Cristo, que es el camino, la verdad y la vida (cf. Jn 14,6), despojándose de todo y muriendo desnudo en la cruz por nuestra salvación, nos enseña que sólo en el amor podemos también nosotros vivir, crecer y florecer en nuestra plena dignidad (cf. Ef 4,15-16). De lo contrario, como escribía a un amigo el beato Pier Giorgio Frassati —un joven como ustedes— ya no se vive, sino que se “va tirando” (cf. Carta a Isidoro Bonini, 27 febrero 1925). Nosotros queremos vivir, no ir tirando, y por eso nos esforzamos por testimoniar la verdad en la caridad, amándonos como Jesús nos ha enseñado (cf. Jn 15,12).
Hermanas y hermanos, no es verdad, como algunos piensan, que los acontecimientos del mundo se “le han ido de las manos” a Dios. No es verdad que la historia la hacen los violentos, los prepotentes, los orgullosos.

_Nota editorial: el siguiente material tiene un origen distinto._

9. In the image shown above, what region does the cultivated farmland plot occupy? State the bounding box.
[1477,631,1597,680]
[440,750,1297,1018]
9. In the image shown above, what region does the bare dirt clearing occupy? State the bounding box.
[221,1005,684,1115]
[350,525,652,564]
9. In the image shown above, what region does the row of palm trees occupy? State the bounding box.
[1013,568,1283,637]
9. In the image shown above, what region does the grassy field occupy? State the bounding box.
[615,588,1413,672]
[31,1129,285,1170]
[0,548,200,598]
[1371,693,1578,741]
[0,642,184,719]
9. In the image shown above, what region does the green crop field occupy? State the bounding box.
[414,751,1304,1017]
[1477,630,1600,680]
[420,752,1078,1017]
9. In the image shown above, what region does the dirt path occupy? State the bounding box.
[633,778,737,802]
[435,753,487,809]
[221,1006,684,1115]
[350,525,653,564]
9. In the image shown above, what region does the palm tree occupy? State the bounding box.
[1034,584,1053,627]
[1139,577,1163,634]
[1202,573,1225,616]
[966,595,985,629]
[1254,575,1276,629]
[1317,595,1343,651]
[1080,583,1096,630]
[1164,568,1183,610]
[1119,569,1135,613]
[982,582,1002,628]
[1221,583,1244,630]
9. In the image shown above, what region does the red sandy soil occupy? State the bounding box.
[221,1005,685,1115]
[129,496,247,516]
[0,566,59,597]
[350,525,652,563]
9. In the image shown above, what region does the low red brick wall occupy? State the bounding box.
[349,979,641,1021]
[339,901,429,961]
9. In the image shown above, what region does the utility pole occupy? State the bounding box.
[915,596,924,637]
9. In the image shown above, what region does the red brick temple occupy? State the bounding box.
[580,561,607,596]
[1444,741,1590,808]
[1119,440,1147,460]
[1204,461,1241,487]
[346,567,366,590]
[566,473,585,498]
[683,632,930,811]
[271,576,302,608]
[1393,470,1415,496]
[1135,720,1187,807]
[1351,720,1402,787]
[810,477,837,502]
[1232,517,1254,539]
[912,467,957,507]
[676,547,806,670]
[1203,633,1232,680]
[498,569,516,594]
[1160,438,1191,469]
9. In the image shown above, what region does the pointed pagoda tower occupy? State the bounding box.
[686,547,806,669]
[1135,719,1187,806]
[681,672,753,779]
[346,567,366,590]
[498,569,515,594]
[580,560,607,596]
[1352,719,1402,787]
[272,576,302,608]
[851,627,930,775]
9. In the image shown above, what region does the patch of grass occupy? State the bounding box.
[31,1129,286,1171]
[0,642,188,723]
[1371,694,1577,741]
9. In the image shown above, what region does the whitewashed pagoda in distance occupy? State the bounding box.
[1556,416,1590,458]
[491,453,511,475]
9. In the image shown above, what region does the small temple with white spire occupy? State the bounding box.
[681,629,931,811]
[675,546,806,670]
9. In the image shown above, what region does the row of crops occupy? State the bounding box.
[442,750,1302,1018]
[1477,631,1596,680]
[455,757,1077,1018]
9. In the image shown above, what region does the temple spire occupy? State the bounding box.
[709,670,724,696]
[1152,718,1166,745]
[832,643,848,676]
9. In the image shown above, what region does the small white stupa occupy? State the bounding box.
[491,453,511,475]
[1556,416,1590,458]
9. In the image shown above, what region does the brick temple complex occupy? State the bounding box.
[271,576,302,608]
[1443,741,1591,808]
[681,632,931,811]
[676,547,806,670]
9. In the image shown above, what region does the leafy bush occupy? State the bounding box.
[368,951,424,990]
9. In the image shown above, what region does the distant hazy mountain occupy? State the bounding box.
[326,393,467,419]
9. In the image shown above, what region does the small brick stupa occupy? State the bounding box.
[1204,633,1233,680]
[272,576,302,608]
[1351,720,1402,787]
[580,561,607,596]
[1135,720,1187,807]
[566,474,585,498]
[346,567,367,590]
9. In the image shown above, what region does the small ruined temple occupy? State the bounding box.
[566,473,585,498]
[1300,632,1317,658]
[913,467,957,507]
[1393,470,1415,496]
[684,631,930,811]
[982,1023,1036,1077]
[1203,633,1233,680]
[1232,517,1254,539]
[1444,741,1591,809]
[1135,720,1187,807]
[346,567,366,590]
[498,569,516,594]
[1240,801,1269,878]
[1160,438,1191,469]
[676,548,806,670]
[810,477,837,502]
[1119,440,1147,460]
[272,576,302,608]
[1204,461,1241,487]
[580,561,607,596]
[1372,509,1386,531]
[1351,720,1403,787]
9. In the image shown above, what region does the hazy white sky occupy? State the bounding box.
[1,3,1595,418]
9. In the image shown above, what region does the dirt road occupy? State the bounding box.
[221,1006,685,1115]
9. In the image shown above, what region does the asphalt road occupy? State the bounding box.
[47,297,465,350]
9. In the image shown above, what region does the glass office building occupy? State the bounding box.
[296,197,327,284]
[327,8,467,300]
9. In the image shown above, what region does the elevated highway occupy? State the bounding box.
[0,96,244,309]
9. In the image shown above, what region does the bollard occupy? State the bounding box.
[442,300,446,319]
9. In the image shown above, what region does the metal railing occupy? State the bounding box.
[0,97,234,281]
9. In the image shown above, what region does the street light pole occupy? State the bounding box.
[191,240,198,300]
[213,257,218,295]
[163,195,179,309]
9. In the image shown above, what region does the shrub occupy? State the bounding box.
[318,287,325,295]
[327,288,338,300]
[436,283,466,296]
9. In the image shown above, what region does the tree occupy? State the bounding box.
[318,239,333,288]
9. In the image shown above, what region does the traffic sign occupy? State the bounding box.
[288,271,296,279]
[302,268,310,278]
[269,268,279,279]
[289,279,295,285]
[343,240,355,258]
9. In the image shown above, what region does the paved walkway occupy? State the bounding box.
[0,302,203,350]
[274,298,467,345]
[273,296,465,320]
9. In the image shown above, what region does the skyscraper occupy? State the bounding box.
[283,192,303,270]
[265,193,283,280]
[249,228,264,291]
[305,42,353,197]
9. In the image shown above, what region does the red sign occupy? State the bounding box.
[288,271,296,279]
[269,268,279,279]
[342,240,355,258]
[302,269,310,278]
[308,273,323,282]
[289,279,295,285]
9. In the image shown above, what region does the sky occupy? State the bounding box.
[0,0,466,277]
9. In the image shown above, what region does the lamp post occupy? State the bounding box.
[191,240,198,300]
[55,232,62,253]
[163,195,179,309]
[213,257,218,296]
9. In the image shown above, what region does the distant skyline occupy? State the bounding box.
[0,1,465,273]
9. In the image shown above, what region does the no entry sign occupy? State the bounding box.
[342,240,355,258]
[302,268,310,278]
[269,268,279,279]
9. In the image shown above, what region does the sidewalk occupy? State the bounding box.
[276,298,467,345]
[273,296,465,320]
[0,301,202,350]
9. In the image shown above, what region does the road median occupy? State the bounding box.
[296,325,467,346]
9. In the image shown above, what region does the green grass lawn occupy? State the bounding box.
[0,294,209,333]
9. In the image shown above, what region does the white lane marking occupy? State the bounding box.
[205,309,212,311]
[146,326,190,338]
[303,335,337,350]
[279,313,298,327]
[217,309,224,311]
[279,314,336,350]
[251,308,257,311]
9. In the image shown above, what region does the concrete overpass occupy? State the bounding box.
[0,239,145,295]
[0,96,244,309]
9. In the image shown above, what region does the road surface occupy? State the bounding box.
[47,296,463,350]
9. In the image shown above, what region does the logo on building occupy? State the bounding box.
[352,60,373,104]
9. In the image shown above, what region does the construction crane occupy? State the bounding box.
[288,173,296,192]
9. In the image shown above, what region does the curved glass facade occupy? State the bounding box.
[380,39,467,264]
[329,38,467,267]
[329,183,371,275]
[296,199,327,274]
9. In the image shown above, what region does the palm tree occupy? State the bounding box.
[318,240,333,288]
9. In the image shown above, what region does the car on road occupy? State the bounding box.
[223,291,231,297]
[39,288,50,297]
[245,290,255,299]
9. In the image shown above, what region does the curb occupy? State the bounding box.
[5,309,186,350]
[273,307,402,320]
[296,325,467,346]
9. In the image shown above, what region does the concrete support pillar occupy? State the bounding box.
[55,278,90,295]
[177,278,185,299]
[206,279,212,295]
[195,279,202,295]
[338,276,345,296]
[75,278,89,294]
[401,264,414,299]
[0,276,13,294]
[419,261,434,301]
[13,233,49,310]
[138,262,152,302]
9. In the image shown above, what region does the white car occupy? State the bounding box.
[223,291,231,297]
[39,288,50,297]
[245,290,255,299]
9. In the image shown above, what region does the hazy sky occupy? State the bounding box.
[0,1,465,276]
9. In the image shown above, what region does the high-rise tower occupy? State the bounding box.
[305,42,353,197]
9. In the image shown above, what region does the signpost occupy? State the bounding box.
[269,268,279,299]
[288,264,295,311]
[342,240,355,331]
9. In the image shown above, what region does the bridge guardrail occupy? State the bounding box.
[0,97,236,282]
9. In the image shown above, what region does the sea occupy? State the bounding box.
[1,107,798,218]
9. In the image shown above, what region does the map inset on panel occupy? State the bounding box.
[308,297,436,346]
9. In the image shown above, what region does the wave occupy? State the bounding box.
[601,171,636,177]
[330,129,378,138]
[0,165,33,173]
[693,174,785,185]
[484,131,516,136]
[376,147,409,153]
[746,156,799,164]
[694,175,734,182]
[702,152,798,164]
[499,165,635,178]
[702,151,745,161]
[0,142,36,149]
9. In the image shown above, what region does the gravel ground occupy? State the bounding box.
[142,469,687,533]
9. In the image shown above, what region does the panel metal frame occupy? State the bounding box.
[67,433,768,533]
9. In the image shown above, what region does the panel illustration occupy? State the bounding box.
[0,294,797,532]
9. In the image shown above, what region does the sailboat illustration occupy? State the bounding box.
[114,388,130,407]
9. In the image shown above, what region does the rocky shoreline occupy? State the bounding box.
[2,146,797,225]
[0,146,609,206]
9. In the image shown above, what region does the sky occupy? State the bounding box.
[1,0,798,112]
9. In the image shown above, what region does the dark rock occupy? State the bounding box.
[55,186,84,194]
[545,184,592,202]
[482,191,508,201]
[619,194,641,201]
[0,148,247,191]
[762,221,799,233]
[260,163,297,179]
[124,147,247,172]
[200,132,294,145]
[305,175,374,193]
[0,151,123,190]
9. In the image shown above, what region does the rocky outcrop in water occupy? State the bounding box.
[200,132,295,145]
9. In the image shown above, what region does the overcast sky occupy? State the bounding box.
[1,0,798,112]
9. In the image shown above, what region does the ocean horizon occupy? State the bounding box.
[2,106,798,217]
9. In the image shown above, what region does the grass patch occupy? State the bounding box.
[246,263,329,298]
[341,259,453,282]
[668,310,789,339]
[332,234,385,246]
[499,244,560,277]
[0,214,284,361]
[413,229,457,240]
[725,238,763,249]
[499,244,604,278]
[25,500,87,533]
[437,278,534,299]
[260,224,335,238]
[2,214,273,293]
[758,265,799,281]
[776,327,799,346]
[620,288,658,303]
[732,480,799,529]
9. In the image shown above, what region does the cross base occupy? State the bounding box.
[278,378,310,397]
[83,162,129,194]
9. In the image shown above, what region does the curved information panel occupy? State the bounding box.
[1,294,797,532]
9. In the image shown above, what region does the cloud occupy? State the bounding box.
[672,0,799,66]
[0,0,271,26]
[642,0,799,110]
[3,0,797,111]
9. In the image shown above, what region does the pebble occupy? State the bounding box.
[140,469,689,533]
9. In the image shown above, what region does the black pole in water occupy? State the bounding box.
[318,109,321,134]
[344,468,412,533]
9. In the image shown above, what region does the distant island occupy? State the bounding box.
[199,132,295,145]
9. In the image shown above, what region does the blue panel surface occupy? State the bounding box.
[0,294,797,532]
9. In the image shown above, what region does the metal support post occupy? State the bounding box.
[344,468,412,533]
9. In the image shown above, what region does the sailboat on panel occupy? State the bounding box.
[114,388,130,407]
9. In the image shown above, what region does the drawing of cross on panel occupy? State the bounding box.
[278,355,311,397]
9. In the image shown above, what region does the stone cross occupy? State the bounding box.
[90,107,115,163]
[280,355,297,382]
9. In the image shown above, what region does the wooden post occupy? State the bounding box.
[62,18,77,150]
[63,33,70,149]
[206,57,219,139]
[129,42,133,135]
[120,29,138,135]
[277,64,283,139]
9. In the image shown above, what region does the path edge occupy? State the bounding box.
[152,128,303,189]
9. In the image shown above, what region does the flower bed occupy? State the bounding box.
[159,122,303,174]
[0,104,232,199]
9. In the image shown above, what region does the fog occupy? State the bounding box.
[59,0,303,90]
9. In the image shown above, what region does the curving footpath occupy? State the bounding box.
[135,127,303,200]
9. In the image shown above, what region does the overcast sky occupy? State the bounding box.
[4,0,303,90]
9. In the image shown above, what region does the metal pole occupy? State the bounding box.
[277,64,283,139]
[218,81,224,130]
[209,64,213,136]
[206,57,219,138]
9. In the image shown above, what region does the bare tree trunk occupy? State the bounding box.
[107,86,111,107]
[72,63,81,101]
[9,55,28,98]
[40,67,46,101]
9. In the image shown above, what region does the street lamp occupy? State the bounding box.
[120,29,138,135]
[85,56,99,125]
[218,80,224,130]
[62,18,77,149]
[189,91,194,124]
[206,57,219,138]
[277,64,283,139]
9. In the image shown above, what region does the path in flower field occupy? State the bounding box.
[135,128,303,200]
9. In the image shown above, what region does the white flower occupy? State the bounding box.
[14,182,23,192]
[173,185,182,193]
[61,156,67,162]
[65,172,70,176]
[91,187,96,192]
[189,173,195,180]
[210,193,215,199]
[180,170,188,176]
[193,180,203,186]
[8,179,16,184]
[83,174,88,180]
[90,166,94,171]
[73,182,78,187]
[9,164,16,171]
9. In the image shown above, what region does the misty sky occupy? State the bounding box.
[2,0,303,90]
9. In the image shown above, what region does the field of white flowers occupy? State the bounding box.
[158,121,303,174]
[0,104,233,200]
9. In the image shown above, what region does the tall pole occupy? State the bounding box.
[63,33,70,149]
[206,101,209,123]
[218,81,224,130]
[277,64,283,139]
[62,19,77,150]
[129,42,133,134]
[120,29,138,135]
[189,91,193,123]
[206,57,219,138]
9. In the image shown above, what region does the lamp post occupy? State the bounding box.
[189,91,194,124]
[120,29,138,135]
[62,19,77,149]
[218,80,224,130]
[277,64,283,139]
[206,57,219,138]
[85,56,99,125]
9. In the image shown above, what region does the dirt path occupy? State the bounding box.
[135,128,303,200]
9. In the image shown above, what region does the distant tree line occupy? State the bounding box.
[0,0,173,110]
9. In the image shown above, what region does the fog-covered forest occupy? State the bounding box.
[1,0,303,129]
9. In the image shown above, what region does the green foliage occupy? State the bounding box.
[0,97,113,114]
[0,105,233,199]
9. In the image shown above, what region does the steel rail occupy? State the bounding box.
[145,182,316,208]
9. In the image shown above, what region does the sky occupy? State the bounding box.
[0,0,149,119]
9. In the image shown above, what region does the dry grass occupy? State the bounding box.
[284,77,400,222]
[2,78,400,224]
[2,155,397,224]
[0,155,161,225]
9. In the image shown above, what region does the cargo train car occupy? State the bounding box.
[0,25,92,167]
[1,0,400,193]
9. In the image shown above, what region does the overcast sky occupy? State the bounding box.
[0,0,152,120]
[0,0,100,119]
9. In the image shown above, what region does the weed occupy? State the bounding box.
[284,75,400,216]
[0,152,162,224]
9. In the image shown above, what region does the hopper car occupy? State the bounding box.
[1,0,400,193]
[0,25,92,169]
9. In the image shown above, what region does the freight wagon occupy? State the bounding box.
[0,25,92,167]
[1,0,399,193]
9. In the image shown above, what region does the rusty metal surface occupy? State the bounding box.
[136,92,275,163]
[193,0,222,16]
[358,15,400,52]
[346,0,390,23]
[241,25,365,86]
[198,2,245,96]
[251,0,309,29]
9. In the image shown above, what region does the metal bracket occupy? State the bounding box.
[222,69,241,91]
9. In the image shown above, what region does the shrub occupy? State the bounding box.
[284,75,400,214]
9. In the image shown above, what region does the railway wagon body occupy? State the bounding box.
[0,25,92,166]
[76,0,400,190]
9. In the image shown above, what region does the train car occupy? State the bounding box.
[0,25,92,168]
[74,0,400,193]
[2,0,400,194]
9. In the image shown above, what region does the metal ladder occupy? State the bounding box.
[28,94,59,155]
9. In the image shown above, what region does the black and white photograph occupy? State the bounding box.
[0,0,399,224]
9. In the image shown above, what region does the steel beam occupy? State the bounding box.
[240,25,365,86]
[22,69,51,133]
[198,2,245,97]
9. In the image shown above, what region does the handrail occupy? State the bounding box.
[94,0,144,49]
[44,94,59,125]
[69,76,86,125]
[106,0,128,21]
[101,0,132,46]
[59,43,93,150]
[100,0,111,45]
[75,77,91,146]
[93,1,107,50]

Muchos males que nos afligen son obra del hombre, engaño del Maligno, pero todo será sometido, al final, al juicio de Dios. Los que destruyen a la gente, que provocan las guerras, ¿con qué cara se presentarán delante del Señor? “¿Por qué has provocado esa guerra? ¿Por qué has asesinado?” Y, ¿qué responderán ellos? Pensemos en esto y también en nosotros mismos. Nosotros no provocamos la guerra, nosotros no asesinamos, pero he hecho esto, esto y esto. Cuando el Señor nos diga: ¿Por qué has hecho esto?, ¿por qué has sido injusto en esto?, ¿por qué has gastado este dinero en tu vanidad? También a nosotros, el Señor nos cuestionará sobre estas cosas. El Señor nos deja libres, pero no nos deja solos. Aun corrigiéndonos cuando caemos, nunca deja de amarnos y, si se lo permitimos, no deja de levantarnos, para que podamos continuar el camino.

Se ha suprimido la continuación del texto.